Introducing itself with a mournful demeanor, “Between Their Bones” transitions late from sorrowful to an angst-ridden state reminiscent of classic emo before once again departing towards a quiet somber state.

On “Dye the Banks”, Wilson relinquishes his lead role, giving way for one of the album’s most memorable tracks. Over the celestial strings of Caitlin Brothers’ harp and emotive french horn of Jenni Wieland, Amelia Stickney and Megan Burns sing in harmony, delivering an angelic quality to the song.

Drums approach with a sense of purpose a song later on “In Spite of the Great Delayer”. A textured unease is presented via a combination of gamelan and prepared piano. The drums pick up pace, growing nearer, growing louder. Chaos arrives, and with it a piano is smashed into pieces with a sledgehammer. The song ends abruptly, giving way to the roaring guitar of “Goodbye Cannae.” Another major album highlight, the song is a soaring ballad that’d be fit to serve the roll of a triumphant closer if not for existing around the halfway mark.

Like the eye of a hurricane, “Bath House I” presents an ominous midpoint to H. Thunderbolt. Within a minimal composition of guitar and drums, Wilson sings achingly while backed by the harmonies of Stickney and Burns. From the minimalism rolls in the expansiveness of “Bath House II.” Guitar and drums begin the spirited forward march, soon to be accompanied by the vibrating body percussion vocals of Wilson, Stickney and Burns. Then, in comes the brass as the rhythmic tune continues its magnification.

Following the uplifting vibe of “Bath House II”, H. Thunderbolt cautiously moves on into the gloomy, mysterious setting of the instrumental “Lions”. Field recordings of children playing accompany Wilson and his banjo on “The strength you so desperately need.” I may be weird, but I can’t help but feel the minimal ballad has a bit of a “Rainbow Connection” vibe to it.

From there, doom besieges H. Thunderbolt on the thunderous “Heads In My Hands”. A devastating mix of guitars, drums, keyboards collide, erupting with a colossal barrage. Amongst it all, the cries of elk can be heard within the sounds of struggle.

Backed by a moving string section featuring viola, cello and violin, Wilson returns to a place of somber inflection on “Thunderbolt Come Home”. That mournful mood continuous on with “Friends at Zama” as H. Thunderbolt comes to terms with its looming finality. The piano ballad is accompanied by an air of uncertainty as the ivory of a piano is tickled with compromised hands.

The finale “Poison Ring” is the sound of an eerie serenity as the fresh aroma of death wafts over a fatigued earth. The tiring journey reaches its conclusion, not with a triumphant bombast and celebration, but rather an exhausted gasp and quiet relief.

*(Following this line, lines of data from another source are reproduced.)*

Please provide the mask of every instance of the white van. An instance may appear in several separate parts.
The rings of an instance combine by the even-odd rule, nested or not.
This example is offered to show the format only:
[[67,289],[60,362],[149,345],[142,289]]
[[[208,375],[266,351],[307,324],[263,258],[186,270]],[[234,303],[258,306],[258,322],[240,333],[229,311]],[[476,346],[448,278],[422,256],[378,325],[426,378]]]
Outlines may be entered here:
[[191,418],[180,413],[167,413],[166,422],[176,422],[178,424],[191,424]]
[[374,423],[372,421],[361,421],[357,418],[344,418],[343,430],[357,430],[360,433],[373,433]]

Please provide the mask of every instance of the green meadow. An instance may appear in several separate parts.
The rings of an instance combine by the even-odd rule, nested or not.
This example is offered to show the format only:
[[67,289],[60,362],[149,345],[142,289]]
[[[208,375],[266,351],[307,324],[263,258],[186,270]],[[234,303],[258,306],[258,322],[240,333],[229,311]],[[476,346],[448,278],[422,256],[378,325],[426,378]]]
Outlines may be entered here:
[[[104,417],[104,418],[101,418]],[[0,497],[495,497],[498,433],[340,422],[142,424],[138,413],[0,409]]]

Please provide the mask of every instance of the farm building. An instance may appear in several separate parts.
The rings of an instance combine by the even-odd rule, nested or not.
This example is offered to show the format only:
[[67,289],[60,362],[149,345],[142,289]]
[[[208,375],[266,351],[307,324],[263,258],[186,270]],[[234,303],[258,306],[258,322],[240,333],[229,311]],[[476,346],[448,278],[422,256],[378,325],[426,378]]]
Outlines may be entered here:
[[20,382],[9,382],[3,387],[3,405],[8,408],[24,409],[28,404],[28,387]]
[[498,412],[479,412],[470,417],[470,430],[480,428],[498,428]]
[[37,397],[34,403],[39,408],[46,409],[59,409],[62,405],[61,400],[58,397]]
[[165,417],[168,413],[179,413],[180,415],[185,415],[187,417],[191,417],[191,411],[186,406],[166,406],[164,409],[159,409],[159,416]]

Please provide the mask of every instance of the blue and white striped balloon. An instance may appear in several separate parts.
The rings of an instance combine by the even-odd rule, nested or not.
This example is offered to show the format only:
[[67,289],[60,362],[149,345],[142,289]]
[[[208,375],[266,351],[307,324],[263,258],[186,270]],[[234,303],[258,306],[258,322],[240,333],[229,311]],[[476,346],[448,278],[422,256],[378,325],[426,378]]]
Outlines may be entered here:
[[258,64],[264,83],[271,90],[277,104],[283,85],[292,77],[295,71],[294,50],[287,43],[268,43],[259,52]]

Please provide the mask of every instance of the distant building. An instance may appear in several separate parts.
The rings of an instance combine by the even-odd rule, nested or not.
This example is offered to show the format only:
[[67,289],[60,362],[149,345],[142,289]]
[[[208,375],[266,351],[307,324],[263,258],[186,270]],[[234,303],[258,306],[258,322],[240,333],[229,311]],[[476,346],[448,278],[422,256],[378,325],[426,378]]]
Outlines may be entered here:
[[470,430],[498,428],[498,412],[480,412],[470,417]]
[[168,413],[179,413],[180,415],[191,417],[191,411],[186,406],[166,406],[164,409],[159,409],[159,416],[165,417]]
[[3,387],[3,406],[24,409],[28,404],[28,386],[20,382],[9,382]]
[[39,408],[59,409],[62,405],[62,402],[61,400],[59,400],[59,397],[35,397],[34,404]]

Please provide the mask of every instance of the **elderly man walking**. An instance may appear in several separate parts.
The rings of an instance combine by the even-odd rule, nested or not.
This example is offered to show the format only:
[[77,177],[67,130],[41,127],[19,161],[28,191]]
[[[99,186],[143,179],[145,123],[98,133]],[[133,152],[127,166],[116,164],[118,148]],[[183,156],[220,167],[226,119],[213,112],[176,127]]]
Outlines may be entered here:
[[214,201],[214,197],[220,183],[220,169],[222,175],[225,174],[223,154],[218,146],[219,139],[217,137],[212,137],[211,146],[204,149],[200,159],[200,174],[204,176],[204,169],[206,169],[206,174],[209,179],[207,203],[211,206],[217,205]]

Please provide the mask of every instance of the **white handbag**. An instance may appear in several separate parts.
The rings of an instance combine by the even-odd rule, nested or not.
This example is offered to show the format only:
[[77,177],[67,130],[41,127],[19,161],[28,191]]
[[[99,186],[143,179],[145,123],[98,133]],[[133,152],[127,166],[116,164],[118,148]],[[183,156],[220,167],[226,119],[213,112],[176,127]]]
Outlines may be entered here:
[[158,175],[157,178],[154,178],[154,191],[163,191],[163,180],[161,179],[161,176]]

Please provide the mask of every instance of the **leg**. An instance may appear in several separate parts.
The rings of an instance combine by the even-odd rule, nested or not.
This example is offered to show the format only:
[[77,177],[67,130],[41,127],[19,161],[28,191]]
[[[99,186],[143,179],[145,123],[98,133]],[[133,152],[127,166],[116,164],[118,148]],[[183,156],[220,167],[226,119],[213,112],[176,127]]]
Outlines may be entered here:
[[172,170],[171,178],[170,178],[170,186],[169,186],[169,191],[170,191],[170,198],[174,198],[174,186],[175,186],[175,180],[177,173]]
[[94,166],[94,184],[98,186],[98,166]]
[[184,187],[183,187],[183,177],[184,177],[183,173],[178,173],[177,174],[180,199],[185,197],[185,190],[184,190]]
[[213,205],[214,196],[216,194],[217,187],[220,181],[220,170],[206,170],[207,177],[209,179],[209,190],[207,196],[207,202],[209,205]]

In the not too distant past, Cole Bee Wilson was a central figure of 25-piece Santa Fe band The Apple Miner Colony. The band’s works took an Americana sound on a dynamic ride that could venture from creaky quiet to roaring magnificence. While H. Thunderbolt is very much a return for Wilson working in collaboration with an army of collaborators, it’s a much more restrained effort. He’s learned with time that to lead best often means to relinquish control in order to allow the creative abilities of his collaborators prevail. This is something that also made Hannibal unique amongst his contemporaries.

Concept albums often push so hard towards grandeur that they often become bloated with an unnerving self-importance. So, while there’s undoubtedly a sense of grandeur throughout the record, it’s presented with far more subtlety than expected given the context. It’s this restraint that allows H. Thunderbolt to exist as the type of slow burner that develops within repeated returns.

For as much as it is an album conceived with a very unique and encompassing process, it’s also an album that is not defined by the process. So, while the context provides a certain insight into the creation, it’s not at all necessary in order to listen to and ultimately enjoy the record.